If your measurement can only tell if the horizon is within a degree of level, and the RE should have it a mere 2.4 arc seconds below level, then you cannot tell the difference. You observation matches the RE.
So your claim that it is irrelevant does not make any sense at all, especially with the evidence which shows the horizon is below eye level.
That also means the last part isn't a fact either. The fact is that the horizon is observed to be below eye level.
And no, typically the horizon does not haze out due to light passing through the air. Typically by the time that is an issue you are high enough to see it clearly below level (and the fact that it is observed to be below eye-level is irrefutable, backed up by mountains of evidence and with no objection other than dismissing it as fake).
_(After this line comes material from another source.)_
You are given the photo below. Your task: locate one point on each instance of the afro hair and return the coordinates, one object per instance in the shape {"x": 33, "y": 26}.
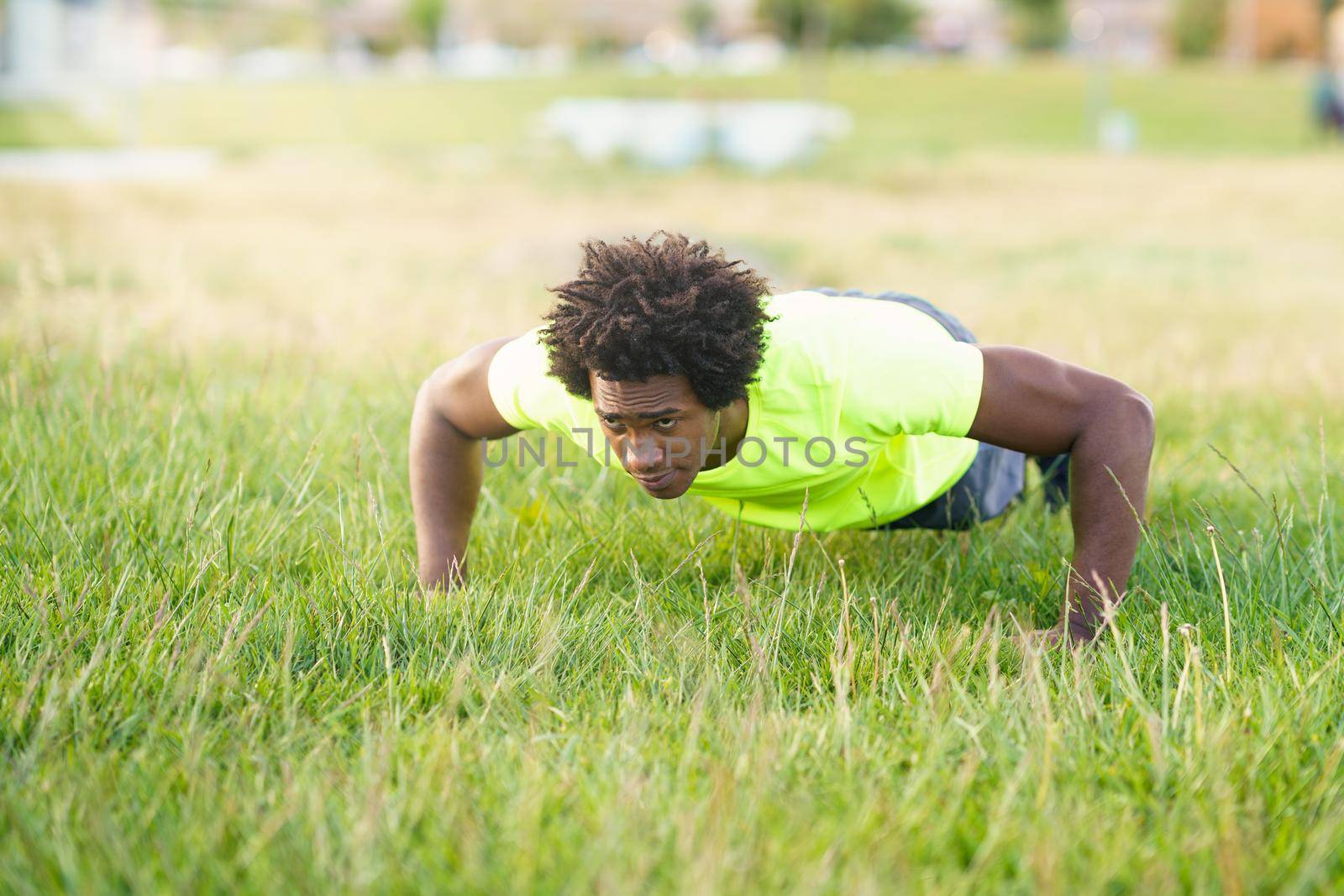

Instead, what typically makes it blurry is a limitation of the optics used.
For me the best piece of evidence glaringly absent from the "empirical science" of the globe model is the empirical measurement of the (fictional) curvature of water's surface at rest.
Do you mean the very real observations and measurements?
A simple qualitative one is an observation of a distant object which is above the water level, with you also above the water level.
Somehow the bottom of the object is obstructed, as if the water has curved to block the view.
Or do you mean at the small scale, where it is observed to curve at the edge of a container?
Water does not curve at rest, and cannot due to its fundamental behavior
What fundamental behaviour would that be? Do you mean how it adopts a level surface to minimise energy?
Noting that "level" is fundamentally distinct from "flat"?
Such that due to gravity, and Earth's rotation it adopts a roughly oblate spheroid shape, just as observed in reality?
in the sustained convex manner the globe model requires, no one has EVER measured that to be the case
You mean no one has ever measured it to not be the case.
I am yet to see a single actual measurement of the surface of water at rest which indicates it does not curve to follow Earth.
water's surface is always level/horizontal and flat at rest (which is a natural law of hydrostatics that has stood unchallenged for centuries).
Pure nonsense.
While you are correct that it remains level, that is not horizontal, nor is it flat.
All it takes is a simple observation of water in a thin tube, where it curves at the edge to see that.
Another observation you can do is look a droplet of water on a waxy surface.
Notice how it isn't flat?
It has been centuries since capillary action was first recorded.
Likewise, it has been known that Earth is curved, and that water follows this curve for centuries.
And both of these have stood unchallenged for centuries. (and no, people just dismissing it isn't actually challenging it, challenging it would be providing evidence which shows it is false)
There is no law of hydrostatics which demands that water remains flat or horizontal.
Then rejoice! You have that "big sign"! The horizon is an optical illusion, the edge of nothing but our vision, and does not curve at any altitude.
What causes this magical limit to our vision?
Why can we see past it, rather than objects disappearing from vision as soon as they cross that threshold, rather than disappearing from the bottom up?
How does this magically lower objects, such that it appears that the bottom is obscured by the water? Why don't we just get a region of darkness instead?
Why does the distance to it vary depending on altitude?
Why doesn't the distance to it vary depend on optics used to measure it?
And that still isn't observing Earth to be flat. Observing Earth to be flat would be seeing all the way to the edge.
For example, when I look at a flat table, from above, I can see all the way to the edge of the table, seeing basically everything on it.
But with Earth, instead of seeing that, we can only see a small portion, with that matching what you would expect for a RE.
As for the curvature you think you witnessed, there are several possibilities :
The simplest, and most likely of which is that Earth is in fact round.
Meanwhile, the alleged flatness you think you have observed is due to the curvature being in a direction which is intrinsically difficult to actually observe, and due to just how small the curvature is.